In [3]:
# Import data and modules

import pandas as pd
import numpy as np

# Remove warning
pd.options.mode.chained_assignment = None

# To show all data in dataframe
pd.set_option('display.max_colwidth', None)

raw = pd.read_json("data/kym.json")        # meme templates from Know Your Meme, 16 features
events = pd.read_json("data/events.json")  # memes with timestamps from origin and spread

In [4]:
# Functions

# Finds SPREAD keywords in memes' spread data
# Input: kym dataframe. Output: tuple (list of True/False, list of frequency dictionaries of SPREAD keywords).
def matchSpread(memes):
    match = []
    freq_dics = []
    for d in memes['content']:
        if 'spread' in d.keys() and 'text' in d['spread'].keys():
            dic = {keyword: 0 for keyword in SPREAD}
            for text in d['spread']['text']:
                words = text.split(" ")
                for word in words:
                    if word.lower() in SPREAD:
                        dic[word.lower()] += 1
            if sum (dic.values()) == 0:
                match.append(False)
            else:
                match.append(True)
            freq_dics.append(dic)
        else:
            match.append(False)
    return (match, freq_dics)

In [6]:
# See available options for parameters

# Types
types = set()
typedata = raw[raw['details'].map(lambda x: 'type' in x.keys())]['details']
for d in typedata:
    for t in d['type']:
        types.add(t.split("https://knowyourmeme.com/types/")[1])
print("Types available:", types)

# Spread (keyword search)
example_platforms = ["Facebook", "Twitter", "Instagram", "Snapchat", "YouTube", "WhatsApp", "TikTok", "Reddit", "Pinterest", "Tumblr", "LinkedIn", "9GAG", "4chan"]
print("\nPlatforms available (not conclusive):", example_platforms)

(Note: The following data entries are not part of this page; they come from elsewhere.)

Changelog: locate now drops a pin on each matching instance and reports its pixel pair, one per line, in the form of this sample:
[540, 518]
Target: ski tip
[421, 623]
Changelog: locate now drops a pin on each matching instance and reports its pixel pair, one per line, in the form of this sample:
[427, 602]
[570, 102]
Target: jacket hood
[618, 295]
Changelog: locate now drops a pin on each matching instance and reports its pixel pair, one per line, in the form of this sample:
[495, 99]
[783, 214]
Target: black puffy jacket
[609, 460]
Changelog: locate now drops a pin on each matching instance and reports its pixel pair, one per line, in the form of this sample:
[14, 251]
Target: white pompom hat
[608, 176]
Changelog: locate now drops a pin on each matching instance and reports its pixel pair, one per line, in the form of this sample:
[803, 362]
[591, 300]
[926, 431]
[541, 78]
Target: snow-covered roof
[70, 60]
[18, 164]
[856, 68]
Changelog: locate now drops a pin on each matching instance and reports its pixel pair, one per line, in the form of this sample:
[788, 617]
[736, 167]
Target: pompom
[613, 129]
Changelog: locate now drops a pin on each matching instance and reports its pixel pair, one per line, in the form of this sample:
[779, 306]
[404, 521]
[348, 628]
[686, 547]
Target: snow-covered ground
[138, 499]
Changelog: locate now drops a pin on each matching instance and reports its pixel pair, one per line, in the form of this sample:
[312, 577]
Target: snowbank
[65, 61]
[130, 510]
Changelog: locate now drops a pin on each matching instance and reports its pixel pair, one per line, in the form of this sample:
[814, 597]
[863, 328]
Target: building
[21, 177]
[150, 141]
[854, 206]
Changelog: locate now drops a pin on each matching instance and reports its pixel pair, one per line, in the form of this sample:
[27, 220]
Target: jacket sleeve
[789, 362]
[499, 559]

Types available: {'song', 'writer', 'technology', 'fauna', 'filmmaker', 'cartoon', 'auction', 'election', 'comedian', 'participatory-media', 'convention', 'shock-media', 'tabletop-games', 'lip-dub', 'character', 'flash-mob', 'athlete', 'country', 'campaign', 'theater', 'artist', 'sound-effect', 'controversy', 'media-host', 'leak', 'viral-debate', 'actor', 'tv-show', 'law', 'prank', 'raid', 'exploitable', 'forum', 'company', 'activist', 'optical-illusion', 'video-game', 'reference', 'news-publication', 'performance', 'webcomic', 'advertisement', 'hashtag', 'conspiracy-theory', 'slang', 'emoticon', 'competition', 'protest', 'visual-effect', 'creepypasta', 'blog', 'axiom', 'comic-book', 'book', 'creator', 'product', 'programmer', 'religion', 'businessperson', 'movement', 'historical-figure', 'vlogger', 'hack', 'fetish', 'disaster', 'trial', 'parody', 'pop-culture-reference', 'food', 'award-ceremony', 'catchphrase', 'manga', 'album', 'organization', 'social-media-page', 'viral-video', 'mus

In [7]:
# Select parameters for extraction

DATE_FROM = input("Select from date (e.g. 2019-05-30). You can leave this empty. ")
DATE_TO = input("Select to date (e.g. 2021-12-25). You can leave this empty. ")

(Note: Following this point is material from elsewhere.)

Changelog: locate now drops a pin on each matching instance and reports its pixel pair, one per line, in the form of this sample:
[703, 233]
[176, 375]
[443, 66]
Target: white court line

# Select if you want to show results with empty about section
keepEmptyAbout = False

# Meme has at least 1 of the selected types. Keep in mind that roughly half of the memes don't have a type specified.
print('\nWhen choosing types, use "." for OR. Use ";" for AND. For example: "snowclone;image-macro.cliche". Leave empty to include all types.')
TYPE = input("Select types: ")

SPREAD = []  # "Spread" section of meme contains at least 1 instance of at least 1 of selected keywords. Leave empty to not filter by spread.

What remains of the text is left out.